Todas as principais disciplinas de estudo essencialmente fazem as mesmas perguntas. A ciência pergunta como as coisas são. A filosofia pergunta porque as coisas são. A teologia pergunta Quem criou as coisas que são. Percebi que, em meu longo tempo (embora amador) de conhecimento desses campos de investigação, poucas perguntas parecem ser completamente respondidas; poucas são realmente resolvidas. A verdadeira questão é: "Uma solução será reconhecida e aceita quando for encontrada?" Eu afirmo que, pelo menos em relação a uma solução prática para um mundo mais pacífico, a resposta já é conhecida e praticada diariamente, mas ainda não foi reconhecida por seu potencial total. É o conceito de governança individual, voluntária e contratual.

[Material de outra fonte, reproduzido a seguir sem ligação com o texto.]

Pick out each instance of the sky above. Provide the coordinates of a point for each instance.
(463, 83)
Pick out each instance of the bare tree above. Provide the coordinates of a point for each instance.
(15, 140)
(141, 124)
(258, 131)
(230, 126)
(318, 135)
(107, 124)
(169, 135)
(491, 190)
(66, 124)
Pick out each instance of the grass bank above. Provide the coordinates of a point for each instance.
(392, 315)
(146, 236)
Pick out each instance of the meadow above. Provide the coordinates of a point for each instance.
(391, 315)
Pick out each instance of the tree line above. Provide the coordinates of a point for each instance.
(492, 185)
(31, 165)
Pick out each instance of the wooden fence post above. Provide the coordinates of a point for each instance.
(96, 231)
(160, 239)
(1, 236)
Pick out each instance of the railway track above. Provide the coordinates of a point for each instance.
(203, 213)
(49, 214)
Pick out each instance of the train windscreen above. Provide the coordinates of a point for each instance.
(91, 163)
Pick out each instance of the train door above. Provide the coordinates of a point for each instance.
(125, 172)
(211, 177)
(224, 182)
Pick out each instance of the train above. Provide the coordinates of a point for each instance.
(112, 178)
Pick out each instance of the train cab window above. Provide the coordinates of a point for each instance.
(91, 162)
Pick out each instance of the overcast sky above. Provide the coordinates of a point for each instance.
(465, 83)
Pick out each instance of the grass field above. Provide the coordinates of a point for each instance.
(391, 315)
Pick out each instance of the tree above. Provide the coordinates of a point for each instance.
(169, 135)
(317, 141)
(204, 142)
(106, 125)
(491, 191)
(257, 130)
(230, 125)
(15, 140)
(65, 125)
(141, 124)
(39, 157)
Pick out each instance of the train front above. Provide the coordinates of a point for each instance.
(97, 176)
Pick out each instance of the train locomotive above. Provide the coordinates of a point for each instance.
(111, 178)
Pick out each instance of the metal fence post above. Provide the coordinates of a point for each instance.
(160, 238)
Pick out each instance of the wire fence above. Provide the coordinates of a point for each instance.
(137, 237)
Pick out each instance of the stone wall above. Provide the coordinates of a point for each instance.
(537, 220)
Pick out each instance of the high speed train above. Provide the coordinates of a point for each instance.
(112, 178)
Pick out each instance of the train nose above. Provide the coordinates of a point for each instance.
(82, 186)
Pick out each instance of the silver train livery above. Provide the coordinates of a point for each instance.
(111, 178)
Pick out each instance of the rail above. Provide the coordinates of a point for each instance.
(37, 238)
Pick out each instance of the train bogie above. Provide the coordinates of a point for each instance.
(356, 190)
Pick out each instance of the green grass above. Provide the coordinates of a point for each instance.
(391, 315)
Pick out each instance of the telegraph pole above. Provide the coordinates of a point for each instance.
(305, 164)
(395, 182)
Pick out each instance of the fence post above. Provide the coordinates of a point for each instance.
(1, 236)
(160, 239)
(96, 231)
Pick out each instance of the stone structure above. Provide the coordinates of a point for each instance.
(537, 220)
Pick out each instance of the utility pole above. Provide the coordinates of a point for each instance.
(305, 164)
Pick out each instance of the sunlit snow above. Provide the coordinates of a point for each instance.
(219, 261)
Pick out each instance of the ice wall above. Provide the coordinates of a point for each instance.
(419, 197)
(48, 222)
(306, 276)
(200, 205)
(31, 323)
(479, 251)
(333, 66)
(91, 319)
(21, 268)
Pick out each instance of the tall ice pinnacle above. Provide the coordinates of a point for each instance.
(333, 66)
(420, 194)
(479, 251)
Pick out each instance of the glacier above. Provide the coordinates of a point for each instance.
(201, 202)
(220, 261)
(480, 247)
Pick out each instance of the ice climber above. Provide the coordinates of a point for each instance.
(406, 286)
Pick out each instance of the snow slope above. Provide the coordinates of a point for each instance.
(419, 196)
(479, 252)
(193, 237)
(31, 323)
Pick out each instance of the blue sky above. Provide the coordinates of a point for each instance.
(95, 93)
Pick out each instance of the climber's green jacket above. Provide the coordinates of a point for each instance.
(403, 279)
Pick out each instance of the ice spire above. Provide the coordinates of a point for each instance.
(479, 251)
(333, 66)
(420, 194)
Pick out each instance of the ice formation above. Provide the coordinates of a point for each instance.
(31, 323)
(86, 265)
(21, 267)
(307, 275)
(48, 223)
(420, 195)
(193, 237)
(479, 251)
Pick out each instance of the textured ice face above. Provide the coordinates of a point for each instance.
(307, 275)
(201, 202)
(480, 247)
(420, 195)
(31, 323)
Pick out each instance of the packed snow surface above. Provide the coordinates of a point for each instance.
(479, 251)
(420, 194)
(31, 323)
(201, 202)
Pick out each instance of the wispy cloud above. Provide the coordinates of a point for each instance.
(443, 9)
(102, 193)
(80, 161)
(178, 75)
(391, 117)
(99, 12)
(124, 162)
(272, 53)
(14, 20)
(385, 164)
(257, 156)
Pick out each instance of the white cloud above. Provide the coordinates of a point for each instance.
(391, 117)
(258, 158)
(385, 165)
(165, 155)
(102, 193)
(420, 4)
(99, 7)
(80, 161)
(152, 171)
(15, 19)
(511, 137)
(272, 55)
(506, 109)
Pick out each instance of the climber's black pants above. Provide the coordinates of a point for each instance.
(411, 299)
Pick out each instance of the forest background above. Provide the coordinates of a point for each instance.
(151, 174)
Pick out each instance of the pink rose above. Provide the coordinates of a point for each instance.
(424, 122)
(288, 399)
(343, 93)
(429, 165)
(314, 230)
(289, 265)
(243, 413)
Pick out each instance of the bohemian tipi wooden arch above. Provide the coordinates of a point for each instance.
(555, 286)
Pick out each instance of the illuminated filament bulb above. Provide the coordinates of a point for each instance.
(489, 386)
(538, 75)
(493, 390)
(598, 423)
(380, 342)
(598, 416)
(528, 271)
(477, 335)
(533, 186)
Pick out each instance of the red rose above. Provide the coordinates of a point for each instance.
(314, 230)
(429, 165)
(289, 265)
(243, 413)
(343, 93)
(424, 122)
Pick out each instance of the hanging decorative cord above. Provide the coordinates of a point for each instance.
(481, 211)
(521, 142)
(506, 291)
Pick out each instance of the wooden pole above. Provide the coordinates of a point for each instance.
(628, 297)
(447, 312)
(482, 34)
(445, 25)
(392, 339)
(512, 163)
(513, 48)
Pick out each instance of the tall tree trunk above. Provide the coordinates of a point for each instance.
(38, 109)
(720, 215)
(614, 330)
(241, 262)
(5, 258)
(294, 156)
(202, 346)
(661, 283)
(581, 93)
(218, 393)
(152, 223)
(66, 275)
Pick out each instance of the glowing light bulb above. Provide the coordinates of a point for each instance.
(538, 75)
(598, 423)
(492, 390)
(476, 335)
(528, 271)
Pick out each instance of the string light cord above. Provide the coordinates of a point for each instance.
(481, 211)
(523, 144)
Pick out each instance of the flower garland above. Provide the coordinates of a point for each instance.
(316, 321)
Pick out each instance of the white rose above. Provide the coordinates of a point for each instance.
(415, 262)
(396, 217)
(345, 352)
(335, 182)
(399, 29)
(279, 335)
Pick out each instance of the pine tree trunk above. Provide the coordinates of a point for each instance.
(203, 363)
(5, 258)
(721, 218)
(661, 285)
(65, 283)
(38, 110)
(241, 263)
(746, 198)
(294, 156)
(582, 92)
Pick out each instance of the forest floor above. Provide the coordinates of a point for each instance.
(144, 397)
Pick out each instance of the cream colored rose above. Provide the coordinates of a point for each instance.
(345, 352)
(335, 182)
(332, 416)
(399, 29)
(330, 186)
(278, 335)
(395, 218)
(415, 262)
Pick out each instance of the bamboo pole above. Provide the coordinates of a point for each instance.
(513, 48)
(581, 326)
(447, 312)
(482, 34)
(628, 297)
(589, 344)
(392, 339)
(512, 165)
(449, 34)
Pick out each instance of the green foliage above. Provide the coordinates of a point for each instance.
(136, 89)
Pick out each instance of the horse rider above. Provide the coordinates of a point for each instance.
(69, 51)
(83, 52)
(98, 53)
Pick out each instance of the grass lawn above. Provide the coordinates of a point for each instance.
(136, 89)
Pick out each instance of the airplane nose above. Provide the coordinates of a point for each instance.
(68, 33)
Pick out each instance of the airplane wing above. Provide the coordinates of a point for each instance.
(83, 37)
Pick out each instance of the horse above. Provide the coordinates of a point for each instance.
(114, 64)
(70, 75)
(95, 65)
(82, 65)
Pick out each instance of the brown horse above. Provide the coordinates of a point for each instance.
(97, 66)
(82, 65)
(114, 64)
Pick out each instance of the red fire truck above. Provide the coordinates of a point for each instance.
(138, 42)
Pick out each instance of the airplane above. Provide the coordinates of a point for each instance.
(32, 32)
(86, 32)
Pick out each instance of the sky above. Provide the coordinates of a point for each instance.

Nenhuma nação, governo ou família é candidata à salvação; os cristãos são salvos como indivíduos. Somos ensinados pela Bíblia — os mandamentos e conselhos de Deus sobre como viver uma vida adequada e frutífera — a seguir seus ensinamentos. Portanto, é apenas lógico que devemos governar a nós mesmos. De que outra forma poderíamos verdadeiramente nos submeter à autoridade de Deus, conforme comunicada pela Bíblia? Ela ocorre por meio de nossa aceitação e prática moral (isto é, governança pessoal). Não quero dizer que alguém pode ganhar a salvação, mas apenas que alguém deve recebê-la individualmente e, então, viver voluntariamente de acordo.
Deus é, em última análise, soberano e nós somos feitos à Sua imagem, o que significa que também somos soberanos sob Deus (mas apenas de nós mesmos). Os governos não são feitos à imagem de Deus; os homens são. Os governos não são soberanos. Os fundadores da América foram os primeiros a aplicar esse conceito ao estabelecimento consciente e racional de um país formado a partir da "nação" dos colonos britânicos. A Constituição memorializa a instituição do país sob esses preceitos. Sua declaração é o cânone da América. É uma lei que restringe a governança, não cria um governo que restringe os cidadãos aos quais foi designado para servir. Os fundadores e os cidadãos coloniais, como autores e ratificadores da Constituição, pretendiam que o governo se submetesse à Constituição. Esses fundadores eram (na maioria) cristãos que amavam, seguiam e conheciam a Bíblia, incluindo Romanos.
Ainda assim, por maior que tenha sido a Constituição, podemos testemunhar pelo atual estado de declínio do governo americano que não foi a mudança de paradigma exigida pelos ensinamentos de Jesus, que considero ser o inovador e declarante da filosofia política libertária. Como o primeiro libertário, Jesus ainda está nos ensinando por Seu exemplo.